We are in Hilbert space $L^2$ we are given a subspace of dimension K as $$ V=\{ g_k,1 \le k \le K \} $$ everything that folows is defined on $V$
we define map $$ x \mapsto Q(x):= \sum_{k=1}^{K} |\langle x,g_k \rangle|^2$$ how can i show that this map defines positive definite quadratic form ?

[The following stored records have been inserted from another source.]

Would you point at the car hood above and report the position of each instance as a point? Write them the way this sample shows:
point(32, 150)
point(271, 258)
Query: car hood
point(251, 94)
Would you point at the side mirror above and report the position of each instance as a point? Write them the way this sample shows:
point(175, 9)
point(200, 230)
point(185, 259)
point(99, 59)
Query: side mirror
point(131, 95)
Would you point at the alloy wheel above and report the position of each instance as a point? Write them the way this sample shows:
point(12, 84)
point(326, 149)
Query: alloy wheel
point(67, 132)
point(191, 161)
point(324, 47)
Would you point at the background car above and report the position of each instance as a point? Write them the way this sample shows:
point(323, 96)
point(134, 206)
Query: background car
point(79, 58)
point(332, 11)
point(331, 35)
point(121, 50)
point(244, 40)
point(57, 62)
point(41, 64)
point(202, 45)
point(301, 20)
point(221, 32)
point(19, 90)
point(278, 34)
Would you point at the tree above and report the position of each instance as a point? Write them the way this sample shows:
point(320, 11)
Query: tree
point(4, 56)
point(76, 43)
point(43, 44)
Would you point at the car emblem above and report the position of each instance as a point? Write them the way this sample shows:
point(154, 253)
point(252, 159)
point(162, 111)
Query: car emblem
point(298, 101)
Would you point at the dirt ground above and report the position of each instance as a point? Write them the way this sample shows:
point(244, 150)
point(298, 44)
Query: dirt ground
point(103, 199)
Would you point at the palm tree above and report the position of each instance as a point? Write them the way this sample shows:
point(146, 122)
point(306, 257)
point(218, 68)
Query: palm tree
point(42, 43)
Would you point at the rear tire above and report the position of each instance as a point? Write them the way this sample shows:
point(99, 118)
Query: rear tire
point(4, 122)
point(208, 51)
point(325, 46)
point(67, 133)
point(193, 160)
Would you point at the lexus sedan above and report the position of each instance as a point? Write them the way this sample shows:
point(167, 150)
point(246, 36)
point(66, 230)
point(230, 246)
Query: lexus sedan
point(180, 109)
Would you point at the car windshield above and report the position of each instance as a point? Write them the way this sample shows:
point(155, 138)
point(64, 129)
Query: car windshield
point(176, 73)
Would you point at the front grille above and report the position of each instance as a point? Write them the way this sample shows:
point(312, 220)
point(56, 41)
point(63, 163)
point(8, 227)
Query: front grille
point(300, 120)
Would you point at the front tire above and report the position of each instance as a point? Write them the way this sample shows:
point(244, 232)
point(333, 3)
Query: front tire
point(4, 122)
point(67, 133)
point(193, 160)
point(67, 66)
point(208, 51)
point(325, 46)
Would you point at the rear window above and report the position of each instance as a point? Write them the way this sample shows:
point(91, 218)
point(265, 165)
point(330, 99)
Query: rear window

We are also given that eigenvalues of Gram matrix $G=(\langle g_k,g_l \rangle)_{k,l} $ of family $(g_k)_{k=1}^{K}$ ( its linear independent family) lie in interval $[A,B]$ ($A>0$)
how can i show that
$$ A\|x \|^2 \le Q(x) \le B \| x \|^2$$
First check, that $Q^{\frac{1}{2}}$ is a norm. The triangle inequality needs some calculation (... $Q(x+y)=\sum_{k=1}^K |<x,g_k>|^2+2Re<x,g_k>\overline {<y,g_k>} +|<y,g_k>|^2$ and $(\sum_{k=1}^K Re<x,g_k>\overline {<y,g_k>})^2\leq\sum_{k=1}^K|<x,g_k>|^2\sum_{k=1}^K|<y,g_k>|^2$, which follows from Cauchy Schwartz). The same calculation yields $Q(x+y)+Q(x-y)=2(Q(x)+Q(y))$, the parallelogram identity. Thus $Q$ is a quadratic form. For every $x\in V$ there are unique $x_1,...,x_K\in\mathbb{C}$ such that $x=\sum_{l=1}^Kx_lg_l$ . Then $Q(x)=\sum_{k,l,m=1}^Kx_l\overline{x_m}<g_l,g_k>\overline{<g_m,g_k>}$ and if $G$ is the operator on $V$, that belongs to the Gram matrix ,then $Gx=\sum_{k,l=1}^Kx_l<g_k,g_l>g_k$ and $<Gx,x>=\sum_{k,l,m=1}^K x_l\overline{x_m}<g_k,g_l><g_k,g_m>$ For the Rayleigh quotient $\frac{|<Gx,x>|}{<x,x>} $it is known by the min max theorem, that $A\leq\frac{|<Gx,x>|}{<x,x>}\leq B$.